I am Francis Djankpa, a fourth year graduate student in the neuroscience program at USUHS. I started off my career by studying the broad aspects of animal life for my bachelor’s degree in Zoology in 2005 (University of Ghana). I then narrowed down to study the general functions of human systems for my MPhil degree in physiology in 2009 (University of Ghana). As part of my MPhil thesis, I assessed the sensitivity and efficacy of a Neurothesiometer as an alternative to the tuning fork in the clinical diagnosis of peripheral neuropathy in diabetic clinics in Ghana. In pursuant of a career in teaching and research, I accepted an appointment as a Physiology lecturer in a newly established medical school (School of Medical Sciences, University of Cape Coast, Ghana) where I taught undergraduate students in the Medical and Allied Health Sciences programs for 2 years (2010-2012). During this time I joined a team that investigated the effects of natural dietary supplements on obesity and diabetes using animal models. Our team found that regular ingestion of garlic lowers body weight and blood sugar levels and regular ingestion of natural cocoa powder lowers hemoglobin glycation in diabetic rats. In fulfillment of my passion, to reach out to rural folks, I established a non-governmental organization (Nterm-Ghana, www.ntermghana.com) since 2010. Under my leadership, Nterm-Ghana is reaching out to many communities with health, education and other developmental projects. Currently, I am training to become a neuroscientist with special focus on neocortical development and associated errors of brain malformation. This is a career progression that will enable me to pursue my ultimate goal of teaching and conducting research and mentoring students in neurosciences and related fields. I also aspire to lead a nationwide campaign in Ghana to develop the study of neurosciences in collaboration with other international organizations.
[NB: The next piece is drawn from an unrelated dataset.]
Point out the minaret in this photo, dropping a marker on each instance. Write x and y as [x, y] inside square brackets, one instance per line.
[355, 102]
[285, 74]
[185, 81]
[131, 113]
Cortical dysplasia is an interruption in development of the cerebral cortex that can manifest as a range of problems, from epilepsy, and schizophrenia to autism spectrum disorders. Although genetic factors may play a role in the etiology of cortical dysplasia, the environment also often alters CNS development. The CSTS is focused on global health threats. Similarly, our project studies environmental toxins that influence brain development. We concentrate on toxins that alter expression of KCC2, a chloride channel that plays an important role in neuronal development. Methylazoxy methanol acetate (MAM) and bisphenol A (BPA) are both examples of such environmental toxins. MAM is a natural component of cycad seeds, which are ingested in tropical countries. BPA is widespread and used in producing polycarbonate, epoxy resins that line food cans, and dental sealants. BPA is known to downregulate KCC2 while AM upregulates KCC2. We study the influence of MAM and BPA on brain development measuring their effect on KCC2 expression as an outcome. We developed a model of cortical dysplasia using MAM, which disrupts development of the neocortex when administered intraperitoneally to pregnant ferrets on gestational day 33. The observed effects in our animal model include altered distribution of inhibitory interneurons and altered expression of GABA receptors. We also observed specific disruption of the migration of interneurons into the cortical plate and increased expression of KCC2. To better understand the effects of altered levels of KCC2 induced by MAM, we propose to (i) describe the distribution and expression of KCC2 in ferret cortex during development using immunohistochemistry; (ii) assess the effect of KCC2 manipulation (with MAM and BPA) on features (speed and exploratory behavior) of migrating interneurons using in vitro live imaging assay; (iii) investigate the mechanisms of action of MAM on KCC2 upregulation in our animal model using bisulfite sequencing.